Между тем лакановская дидактика идет совершенно в другом направлении – она движется к рубежам, где воображаемыми отношения удвоения предстают не потому, что там по сути одно, а ввиду того, что о «двойнике» нет и речи – то, что предстает в паре вторым, на деле первое вовсе не копирует. Это пара, но пара, выстроенная отнюдь не посредством подобия. Речь идет о двух элементах, держащихся вместе – что означает это «вместе» и до какой степени речь действительно идет о синхронии, вопрос отдельный – но при этом ни противостоящих друг другу, ни смыкающихся во взаимодополнительности. Напротив, они впервые по настоящему расходятся так, что искать их приходится на разных уровнях.
6.
Было бы большой ошибкой полагать, что та новая пара, возникновение которой как раз и характеризует среду т.н. “субъекта современности”, никак не затрагивает положение тех оппозиций, которые для дискурса науки больше не существенны. Именно непонимание этого мешает осознать новое, привнесенное этим дискурсом, и выстроить на этой основе понимание политического положения субъекта, которое состоянию этого дискурса отвечало бы – ведь субъект, хочет он того или нет, живет именно в его эпоху. В то же время, очевидно, нет ничего более напоминающего о мифе, чем те политические антиномии, между которыми, как полагает практически любая политическая мысль, субъекта сегодня разрывает – идет ли речь об охранительности против реформизма, или о свободе против цензуры, о консервативном или прогрессивистском и т.п. (хотя последняя пара, похоже, в некотором смысле заняла для политически мыслящего субъекта место, занимаемое ранее противопоставлением мужского и женского – та принципиальность и страсть, с которой этот субъект склонен избирать ту или иную сторону, говорит о многом).
Тем не менее, никогда еще, судя по событиям последних десятилетий, эти оппозиции так мало не отвечали тому, что в политической публичности субъекта разнообразными, зачастую кривыми путями становится предметом его опыта. Тем не менее, отказаться от них он не в силах – даже в тех случаях, когда они, казалось бы, ничего не описывают, ими продолжают пользоваться с упорством, то и дело находящим себе поддержку на стороне этики.

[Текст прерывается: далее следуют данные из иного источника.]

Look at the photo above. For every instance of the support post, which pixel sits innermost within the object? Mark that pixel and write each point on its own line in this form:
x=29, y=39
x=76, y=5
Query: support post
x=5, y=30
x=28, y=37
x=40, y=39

На самом деле, измерение этики здесь не адекватно не потому, что политический процесс непременно должно быть так уж циничен – на самом деле, невзирая на обычные претензии интеллектуала к бесчувственности официальной машины, приходится скорее констатировать, что сегодня политическое носит поразительно аффектный характер – и сильнее всего аффект, как ни странно, преобладает там, где революционная чувственность менее всего имеет место. В то же время этическое изгоняется из этого поля непосредственно самим дискурсом науки, в котором не имеет значение ничего, кроме работы с тем, что дано ему как пара, элементы которой необходимо приладить друг к другу. Многое на этом пути ему удается, поскольку пара эта действительно, благодаря его усилиям, зачастую не видна – ее заменяют все те же оппозиции донаучного характера.
Наличие этой пары становится, тем не менее, очевидным, если обратиться к любой дискуссии, в котором на кону стоит означающее, обладающее политической чреватостью. Так, достаточно упомянуть означающее «свобода», как тут же выяснится, что в истории его использования не было ни единого акта высказывания, где оно не означало бы сдачу на милость политического языка определенного типа. Это признают сегодня все, и тем не менее, сам этот факт до сих пор вызывал к жизни лишь новые соображения на тему «практик политического дискурса». Другими словами, речь снова шла о бихевиоризме своего рода.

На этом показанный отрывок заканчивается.